Yvo de Boer, who steered the UN climate process for four years until earlier this year, warned that the conference in Cancun could be a re-run of last year's talks in Copenhagen, which were seen as a failure in many quarters after they failed to deliver a new legally-binding global deal on cutting emissions.

Writing in the journal Nature, Mr de Boer said there had not been agreement on what Copenhagen was supposed to achieve, and there was a widespread fear that ambitious climate policies could damage economic growth.

He suggested that many developing countries believed rich nations were using the issue of climate change to "keep developing nations poor and maintain the current economic status quo".

He said the Cancun talks should focus on practical steps, including helping poorer countries assess the potential for green growth and their national responses to a changing climate.

There needed to be a better balance between cutting emissions and efforts to adapt to climate change, as well as ensuring poor countries receive key technologies and mobilising private finance to support innovation and lower the cost of items such as renewable energy equipment.

Mr de Boer also said rewarding efforts to stop deforestation would limit the cost of future emissions cuts and a robust framework to monitor, report and verify actions and support by countries would ensure nations pulled their weight.

He admitted he was "selling the climate short" because the practical measures he had outlined would not enable the world to limit temperature rises to 2C - the figure widely settled on as the cut-off point before "dangerous" climate change.
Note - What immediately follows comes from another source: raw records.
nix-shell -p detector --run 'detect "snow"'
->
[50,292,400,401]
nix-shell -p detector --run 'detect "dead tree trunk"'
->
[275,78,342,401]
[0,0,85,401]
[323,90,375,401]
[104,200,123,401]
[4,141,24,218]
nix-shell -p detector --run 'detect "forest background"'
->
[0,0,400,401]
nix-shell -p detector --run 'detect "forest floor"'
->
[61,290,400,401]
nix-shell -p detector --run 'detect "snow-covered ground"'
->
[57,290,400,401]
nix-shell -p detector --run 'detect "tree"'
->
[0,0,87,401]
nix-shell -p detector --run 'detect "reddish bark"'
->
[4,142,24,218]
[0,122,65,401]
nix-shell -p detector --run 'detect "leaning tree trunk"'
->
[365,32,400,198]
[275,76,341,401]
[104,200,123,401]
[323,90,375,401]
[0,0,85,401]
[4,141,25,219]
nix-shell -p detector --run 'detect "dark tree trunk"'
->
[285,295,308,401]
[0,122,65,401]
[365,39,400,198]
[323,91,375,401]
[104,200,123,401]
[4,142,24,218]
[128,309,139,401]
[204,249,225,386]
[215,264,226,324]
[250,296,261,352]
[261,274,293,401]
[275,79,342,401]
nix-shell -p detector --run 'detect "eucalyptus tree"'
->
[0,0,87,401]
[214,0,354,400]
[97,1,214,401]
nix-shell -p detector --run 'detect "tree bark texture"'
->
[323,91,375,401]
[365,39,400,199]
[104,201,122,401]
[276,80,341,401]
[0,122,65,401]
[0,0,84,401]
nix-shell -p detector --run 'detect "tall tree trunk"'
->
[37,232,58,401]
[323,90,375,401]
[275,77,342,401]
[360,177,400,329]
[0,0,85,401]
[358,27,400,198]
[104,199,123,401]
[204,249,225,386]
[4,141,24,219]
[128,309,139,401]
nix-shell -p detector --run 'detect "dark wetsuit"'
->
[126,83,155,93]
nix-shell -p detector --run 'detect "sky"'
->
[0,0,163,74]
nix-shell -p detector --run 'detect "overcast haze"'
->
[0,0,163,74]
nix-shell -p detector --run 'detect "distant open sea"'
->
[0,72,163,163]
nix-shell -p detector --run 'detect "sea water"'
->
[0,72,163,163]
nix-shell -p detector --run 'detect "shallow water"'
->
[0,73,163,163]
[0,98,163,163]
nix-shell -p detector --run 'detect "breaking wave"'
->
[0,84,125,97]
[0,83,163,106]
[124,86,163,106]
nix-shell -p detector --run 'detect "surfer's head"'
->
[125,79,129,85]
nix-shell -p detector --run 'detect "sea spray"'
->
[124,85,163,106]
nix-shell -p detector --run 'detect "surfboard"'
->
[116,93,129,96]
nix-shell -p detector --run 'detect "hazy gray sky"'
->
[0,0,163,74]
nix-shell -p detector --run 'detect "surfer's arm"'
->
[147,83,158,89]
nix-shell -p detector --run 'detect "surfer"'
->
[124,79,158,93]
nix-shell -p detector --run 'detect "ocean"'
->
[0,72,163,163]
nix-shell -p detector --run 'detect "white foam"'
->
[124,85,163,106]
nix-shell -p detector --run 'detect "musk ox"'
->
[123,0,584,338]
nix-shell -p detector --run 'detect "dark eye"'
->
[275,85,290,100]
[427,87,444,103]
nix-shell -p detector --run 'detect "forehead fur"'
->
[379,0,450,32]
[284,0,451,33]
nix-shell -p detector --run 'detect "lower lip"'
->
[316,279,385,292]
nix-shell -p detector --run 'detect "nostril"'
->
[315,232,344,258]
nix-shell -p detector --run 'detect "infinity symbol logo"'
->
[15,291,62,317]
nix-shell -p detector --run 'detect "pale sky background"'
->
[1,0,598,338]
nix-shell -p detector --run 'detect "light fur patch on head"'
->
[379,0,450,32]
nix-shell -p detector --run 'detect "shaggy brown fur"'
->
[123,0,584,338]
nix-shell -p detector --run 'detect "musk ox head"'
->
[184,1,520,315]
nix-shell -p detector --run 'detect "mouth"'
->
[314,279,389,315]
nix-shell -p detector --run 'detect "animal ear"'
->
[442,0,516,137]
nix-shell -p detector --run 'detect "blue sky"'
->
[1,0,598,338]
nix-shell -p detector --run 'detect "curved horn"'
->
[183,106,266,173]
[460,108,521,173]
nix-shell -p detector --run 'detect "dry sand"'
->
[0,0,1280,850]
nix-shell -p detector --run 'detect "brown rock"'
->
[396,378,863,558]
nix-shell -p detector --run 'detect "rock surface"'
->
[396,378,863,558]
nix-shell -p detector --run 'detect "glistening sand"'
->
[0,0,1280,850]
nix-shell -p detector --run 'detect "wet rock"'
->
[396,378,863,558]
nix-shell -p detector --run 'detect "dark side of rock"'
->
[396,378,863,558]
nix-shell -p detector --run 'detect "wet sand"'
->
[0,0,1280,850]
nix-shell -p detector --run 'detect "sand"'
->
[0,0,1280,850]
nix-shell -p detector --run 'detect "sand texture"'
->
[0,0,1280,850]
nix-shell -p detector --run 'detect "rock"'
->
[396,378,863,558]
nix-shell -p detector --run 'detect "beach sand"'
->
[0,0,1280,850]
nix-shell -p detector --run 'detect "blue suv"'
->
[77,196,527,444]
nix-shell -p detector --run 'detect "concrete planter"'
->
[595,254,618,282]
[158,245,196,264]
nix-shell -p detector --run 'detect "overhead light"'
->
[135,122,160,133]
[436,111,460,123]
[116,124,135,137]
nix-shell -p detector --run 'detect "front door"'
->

His comments come after the UN Environment Programme (UNEP) issued a report which showed that all the pledges by countries to curb emissions under the voluntary Copenhagen Accord hammered out in the dying hours of last year's summit would deliver less than two thirds of the cuts needed to limit temperature rises to 2C.

But Mr de Boer said: "The realist in me suggests that we need to work with what we have."

And he warned: "Those familiar with the rules of football will know that many people issued the UN climate process in Copenhagen the equivalent of a cautionary yellow card.

"It should tread carefully to avoid the unfortunate consequences of a second."